Any shooter who takes shooting even a little seriously needs a ballistic chronograph, or if you prefer, a shooting chronograph. Why? The bullet should always leave the barrels at the same and ideal speed if you frequently want to hit the target.
This indicates that measuring the projectile’s speed and adjusting the weapon’s settings under the measurement results is essential.
The LabRadar’s Doppler Technology
What LabRadar is not first. At military ranges, LabRadar Chronograph is different from commercial Doppler radar in that it cannot capture bullet velocity or XYZ coordinates at great distances. The FCC regulates products supplied to the civilian market, which limits broadcasts and, in turn, the sensitivity and radius of any radar we citizens are permitted to acquire. Radars that were FCC-legal and could measure the speed of a baseball pitch, tennis, or golf ball weren’t solid or sensitive enough to be used for shooting. Thanks to some fantastic innovation by Infinition Inc. of Trois-Rivieres, Quebec, Canada, that has finally changed.
First civilian Doppler radar
LabRadar is the first civilian Doppler radar that complies with FCC regulations and is “cheap” and sensitive enough to record bullet velocity. Since 1996, Infinition has led the field of commercial radar installations using Doppler technology.
LabRadar does not measure velocities by measuring the time it takes a bullet to travel between start/stop sensors spaced at a set distance, unlike electromagnetic systems. Instead, it establishes the moment a shot was fired using an acoustic microphone and then uses Doppler returns reflected off the bullet’s base to extrapolate the velocity back to the muzzle. Since the radar continuously pulses, reflections for each shot start at random distances of 15 to 25 yards whenever the bullet enters the Doppler beam from the side.
Depending on the velocity, returns may be spaced from a foot to a yard.
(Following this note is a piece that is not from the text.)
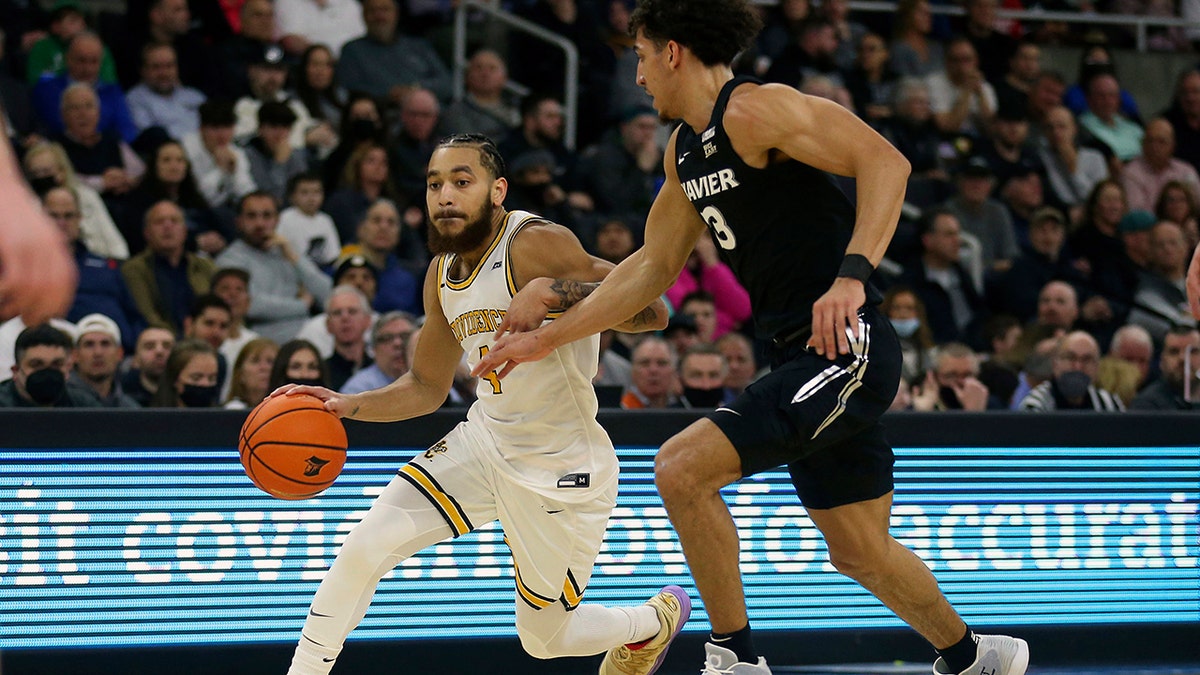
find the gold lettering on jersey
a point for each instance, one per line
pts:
(474, 322)
(708, 185)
Compared to returns from tiny bore projectiles (with smaller bases), LabRadar can detect reflections from larger-based missiles at distances of up to 100 yards.
This distinguishes this technology from all others in a significant way. With LabRadar Chronograph, many readings are analyzed via complex technology to “predict” the muzzle velocity, in contrast to technologies where you may be sure that the observed rate is close to the mid-point between the sensors.
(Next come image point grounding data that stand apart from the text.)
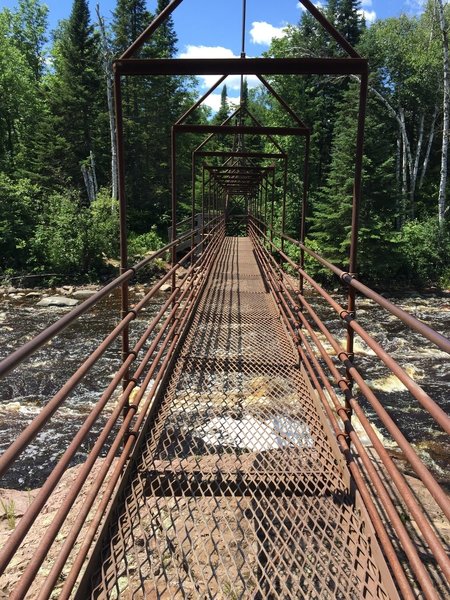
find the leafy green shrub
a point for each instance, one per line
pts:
(139, 245)
(71, 239)
(425, 248)
(19, 209)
Through two squares of metal window screen, you would fire. In a large, unsightly box made of sheet metal, analog circuits would illuminate a grid of light bulbs, and a printed sheet attached inside the lid would allow you to calculate the velocity.
We all got trapped with the term “Chronograph” because it was only a way to measure time, and the “Screens” on modern chronographs are just squares of metal window screens. The data it offered was hardly any better than useless. It missed shots and interfered with the bullet’s course to the target by shooting through the screens.
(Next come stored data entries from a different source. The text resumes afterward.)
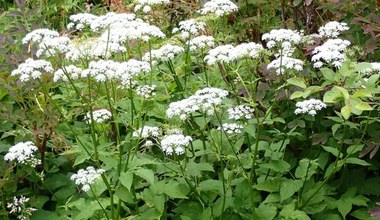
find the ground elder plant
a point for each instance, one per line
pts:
(137, 121)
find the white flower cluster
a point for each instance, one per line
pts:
(331, 52)
(32, 69)
(189, 28)
(175, 143)
(201, 42)
(228, 53)
(146, 91)
(218, 8)
(103, 70)
(86, 177)
(332, 29)
(23, 153)
(71, 70)
(231, 128)
(281, 64)
(18, 206)
(203, 100)
(165, 53)
(49, 42)
(93, 49)
(240, 112)
(99, 116)
(145, 5)
(310, 106)
(147, 131)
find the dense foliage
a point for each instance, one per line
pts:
(189, 110)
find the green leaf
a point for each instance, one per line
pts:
(331, 150)
(289, 187)
(280, 166)
(344, 92)
(296, 94)
(363, 106)
(176, 190)
(328, 74)
(296, 81)
(146, 174)
(269, 185)
(357, 161)
(332, 96)
(346, 111)
(126, 179)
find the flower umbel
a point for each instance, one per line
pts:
(86, 177)
(23, 153)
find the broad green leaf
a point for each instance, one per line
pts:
(280, 166)
(331, 150)
(126, 179)
(346, 111)
(269, 185)
(296, 94)
(289, 187)
(362, 93)
(363, 106)
(344, 92)
(296, 81)
(265, 212)
(146, 174)
(332, 96)
(357, 161)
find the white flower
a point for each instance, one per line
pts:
(73, 72)
(18, 206)
(203, 100)
(332, 29)
(86, 177)
(283, 64)
(38, 35)
(175, 143)
(250, 49)
(201, 42)
(375, 68)
(146, 91)
(146, 5)
(165, 53)
(331, 52)
(32, 69)
(231, 128)
(99, 116)
(94, 49)
(146, 131)
(23, 153)
(240, 112)
(310, 106)
(189, 28)
(218, 8)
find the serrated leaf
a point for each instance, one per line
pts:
(296, 81)
(289, 187)
(146, 174)
(126, 179)
(328, 74)
(346, 111)
(357, 161)
(363, 106)
(331, 150)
Similar to other chronograph technologies, LabRadar has drawbacks and restrictions. If not mounted on a reliable tripod or set up correctly, it may still miss photos and be impacted by ground clutter, placement, etc. I rapidly figured out how to record accurate muzzle velocities for every endeavor. It is a beautiful addition to our arsenal of range equipment because of its superior technology and potential. I’m still getting used to all of its functions, but after just six sessions, I’ve gone from a skeptic to a devotee, and I plan to keep my LabRadar.